Se o Inimigo era o instrumento que a produziu, apenas conseguiu que o Senhor manifestasse a Sua glória. Tal é sempre o caso para Cristo e para nós, quando a fé existe.

Ora a realidade deste poder e o modo como ele operava são grandemente demonstrados pelo que se segue (versos 28 e seguintes).

O Senhor desembarca no país dos Gergesenos ou Gadarenos.

Ali o poder do Inimigo mostra-se em todos os seus horrores. Se o homem, para quem o Senhor tinha vindo em graça, não O conhecia, os demónios conheciam o seu Juiz na Pessoa do Filho de Deus. O homem estava possesso deles. O temor que eles tinham do tormento aquando do Juízo Final é aplicado no espírito do homem à presença imediata do Senhor: «Vieste aqui atormentar-nos antes de tempo?».

Os demónios atuam nos homens pelo terror do seu poder; não têm realmente nenhum, a não ser que sejam temidos. Mas semente a fé pode tirar este medo ao homem.

Não falo da concupiscência mediante a qual eles atuam, nem dos ardis do Inimigo, mas sim do seu poder. «Resisti ao Diabo e ele fugirá de vós». Aqui, os demónios desejam mostrar » realidade do seu poder, e o Senhor permite-o a fim de tornar bem claro que neste mundo não é meramente o homem que está em causa, quer seja bom ou mau, mas sim o que é mais forte do que o homem- Os demónios entram nos porcos e estes perecem nas águas. Existe realidade, plenamente demonstrada! Não se tratava nem de simples enfermidade nem de concupiscência pecaminosa, mas de demónios! Mas, graças a Deus, tratava-se também de Alguém que, embora homem na Terra, era mais poderoso do que eles. São obrigados a reconhecer esse poder e apelam para ele. Não existe a ideia de resistência. Na tentação do deserto Satanás fora vencido. Jesus liberta completamente o homem a quem eles haviam oprimido com o seu poder satânico. O poder dos demônios não era nada perante Ele. Podia ter libertado o mundo de todo o poder do Inimigo, se essa fosse a única questão, e de todos os males da Humanidade. O valente fora manietado e o Senhor dispunha do despojo. Mas a presença de Deus, de Jeová, perturba o mundo mesmo mais do que o poder do Inimigo que avilta e domina sobre a mente e o corpo.
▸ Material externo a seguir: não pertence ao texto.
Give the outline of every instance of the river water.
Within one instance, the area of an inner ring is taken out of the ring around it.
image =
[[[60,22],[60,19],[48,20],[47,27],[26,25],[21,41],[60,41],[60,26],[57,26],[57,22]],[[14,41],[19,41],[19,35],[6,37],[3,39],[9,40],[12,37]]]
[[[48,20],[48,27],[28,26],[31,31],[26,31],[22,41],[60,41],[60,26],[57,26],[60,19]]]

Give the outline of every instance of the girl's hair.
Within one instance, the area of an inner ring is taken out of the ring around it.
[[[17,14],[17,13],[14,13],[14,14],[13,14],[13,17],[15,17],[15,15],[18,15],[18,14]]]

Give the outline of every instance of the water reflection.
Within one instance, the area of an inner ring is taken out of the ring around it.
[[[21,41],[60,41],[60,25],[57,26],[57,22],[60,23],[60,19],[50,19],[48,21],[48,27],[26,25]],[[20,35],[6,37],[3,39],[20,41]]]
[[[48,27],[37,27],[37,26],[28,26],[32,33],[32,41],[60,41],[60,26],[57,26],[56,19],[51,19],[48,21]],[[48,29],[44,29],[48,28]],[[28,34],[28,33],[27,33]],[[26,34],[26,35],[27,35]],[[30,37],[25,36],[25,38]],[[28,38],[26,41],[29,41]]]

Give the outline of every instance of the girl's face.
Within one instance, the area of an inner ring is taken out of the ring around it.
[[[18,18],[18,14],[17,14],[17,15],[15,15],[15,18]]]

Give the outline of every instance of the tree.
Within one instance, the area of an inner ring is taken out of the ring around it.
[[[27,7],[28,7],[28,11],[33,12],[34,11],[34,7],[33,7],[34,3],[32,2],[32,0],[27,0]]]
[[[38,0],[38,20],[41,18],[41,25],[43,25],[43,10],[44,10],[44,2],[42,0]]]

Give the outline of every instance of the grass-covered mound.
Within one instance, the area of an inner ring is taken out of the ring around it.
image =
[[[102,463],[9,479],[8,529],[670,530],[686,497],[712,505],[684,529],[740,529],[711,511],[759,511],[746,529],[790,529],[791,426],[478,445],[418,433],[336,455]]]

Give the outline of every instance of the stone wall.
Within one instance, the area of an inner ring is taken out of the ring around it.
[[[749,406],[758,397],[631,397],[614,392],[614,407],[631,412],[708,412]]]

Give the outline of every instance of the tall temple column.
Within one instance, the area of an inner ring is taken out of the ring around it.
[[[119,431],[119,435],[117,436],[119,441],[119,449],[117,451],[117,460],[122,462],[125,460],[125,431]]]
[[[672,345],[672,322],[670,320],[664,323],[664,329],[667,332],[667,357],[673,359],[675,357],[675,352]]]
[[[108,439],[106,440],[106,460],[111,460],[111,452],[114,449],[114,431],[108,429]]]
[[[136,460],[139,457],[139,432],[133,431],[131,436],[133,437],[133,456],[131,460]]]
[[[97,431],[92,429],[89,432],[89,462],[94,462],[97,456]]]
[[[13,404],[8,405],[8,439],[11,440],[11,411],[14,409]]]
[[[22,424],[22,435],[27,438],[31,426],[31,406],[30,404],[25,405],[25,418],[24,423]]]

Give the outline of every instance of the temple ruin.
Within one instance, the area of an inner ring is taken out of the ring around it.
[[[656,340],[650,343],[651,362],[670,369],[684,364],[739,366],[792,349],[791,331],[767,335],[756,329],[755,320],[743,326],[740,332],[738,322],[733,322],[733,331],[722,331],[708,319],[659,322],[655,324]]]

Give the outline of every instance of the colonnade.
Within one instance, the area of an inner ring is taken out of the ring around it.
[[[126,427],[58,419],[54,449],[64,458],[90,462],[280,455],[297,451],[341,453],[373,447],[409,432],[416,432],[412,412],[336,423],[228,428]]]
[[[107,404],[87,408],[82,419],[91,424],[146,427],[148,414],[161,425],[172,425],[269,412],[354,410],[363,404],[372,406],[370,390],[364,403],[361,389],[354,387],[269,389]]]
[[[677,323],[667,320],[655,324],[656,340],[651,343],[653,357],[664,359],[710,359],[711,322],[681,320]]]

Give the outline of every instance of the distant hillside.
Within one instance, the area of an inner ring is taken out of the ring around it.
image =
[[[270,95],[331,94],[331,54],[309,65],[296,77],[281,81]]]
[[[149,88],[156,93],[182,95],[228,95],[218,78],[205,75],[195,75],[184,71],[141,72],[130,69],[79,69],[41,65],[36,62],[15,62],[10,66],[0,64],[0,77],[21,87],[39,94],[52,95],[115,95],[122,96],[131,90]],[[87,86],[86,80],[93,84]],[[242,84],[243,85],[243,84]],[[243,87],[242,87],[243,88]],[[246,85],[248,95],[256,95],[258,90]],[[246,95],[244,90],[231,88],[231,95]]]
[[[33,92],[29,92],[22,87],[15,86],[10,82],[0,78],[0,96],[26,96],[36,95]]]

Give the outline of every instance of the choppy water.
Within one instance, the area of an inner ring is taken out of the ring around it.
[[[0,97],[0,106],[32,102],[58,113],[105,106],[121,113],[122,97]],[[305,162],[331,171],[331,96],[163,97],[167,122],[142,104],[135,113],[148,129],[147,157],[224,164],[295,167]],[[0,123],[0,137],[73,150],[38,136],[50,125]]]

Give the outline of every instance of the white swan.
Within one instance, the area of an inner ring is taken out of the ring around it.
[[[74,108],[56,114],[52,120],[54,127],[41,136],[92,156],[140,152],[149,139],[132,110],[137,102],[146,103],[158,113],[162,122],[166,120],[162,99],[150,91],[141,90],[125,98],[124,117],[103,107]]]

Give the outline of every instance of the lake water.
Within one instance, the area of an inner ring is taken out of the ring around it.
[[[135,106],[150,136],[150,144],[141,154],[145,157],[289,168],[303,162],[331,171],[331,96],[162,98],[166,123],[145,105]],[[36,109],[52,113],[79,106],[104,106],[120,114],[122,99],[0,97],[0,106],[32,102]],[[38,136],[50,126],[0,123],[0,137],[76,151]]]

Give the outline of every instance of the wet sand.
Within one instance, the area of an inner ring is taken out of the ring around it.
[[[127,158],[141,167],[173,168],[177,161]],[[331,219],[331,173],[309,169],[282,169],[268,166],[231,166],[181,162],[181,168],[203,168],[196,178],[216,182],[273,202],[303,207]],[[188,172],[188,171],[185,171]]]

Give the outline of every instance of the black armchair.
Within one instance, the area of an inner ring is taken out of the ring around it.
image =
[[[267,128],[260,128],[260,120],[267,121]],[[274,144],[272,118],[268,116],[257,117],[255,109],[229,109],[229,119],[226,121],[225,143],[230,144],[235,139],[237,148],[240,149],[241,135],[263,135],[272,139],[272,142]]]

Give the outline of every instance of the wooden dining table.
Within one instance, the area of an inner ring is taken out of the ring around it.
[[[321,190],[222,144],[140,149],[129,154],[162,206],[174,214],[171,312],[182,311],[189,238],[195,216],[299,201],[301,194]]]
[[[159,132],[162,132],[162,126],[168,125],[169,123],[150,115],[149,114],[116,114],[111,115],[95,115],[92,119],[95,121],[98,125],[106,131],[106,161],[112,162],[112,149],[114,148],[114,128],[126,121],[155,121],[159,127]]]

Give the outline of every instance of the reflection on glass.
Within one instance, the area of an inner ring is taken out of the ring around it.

O poder do Inimigo sobre o coração—tão pacífico, tão modesto e infelizmente tão pouco sentido — é mais poderoso do que a sua própria força. Este poder sucumbe ante a Palavra de Jesus, mas a vontade do homem aceita o mundo tal como ele é, governado pela influência de Satanás.

A cidade, que tinha visto a libertação do endemoninhado e o poder de Jesus entre eles, pede-Lhe que se retire.

Triste história, a deste mundo! O Senhor veio com poder para libertar o mundo — o homem — de todo o poder do Inimigo; mas o mundo não o quis. O homem estava moralmente afastado de Deus, e não apenas submetido à escravidão do Inimigo. Submetera-se ao seu jugo, habituara-se a ele, e não quis a presença de Deus.

Não duvido de que o que aconteceu aos porcos seja uma figura do que aconteceu aos Judeus ímpios e profanos que rejeitaram o Senhor Jesus. Nada mais impressionante do que a maneira como a Pessoa divina, Emanuel, embora homem em graça, é manifestado neste capítulo.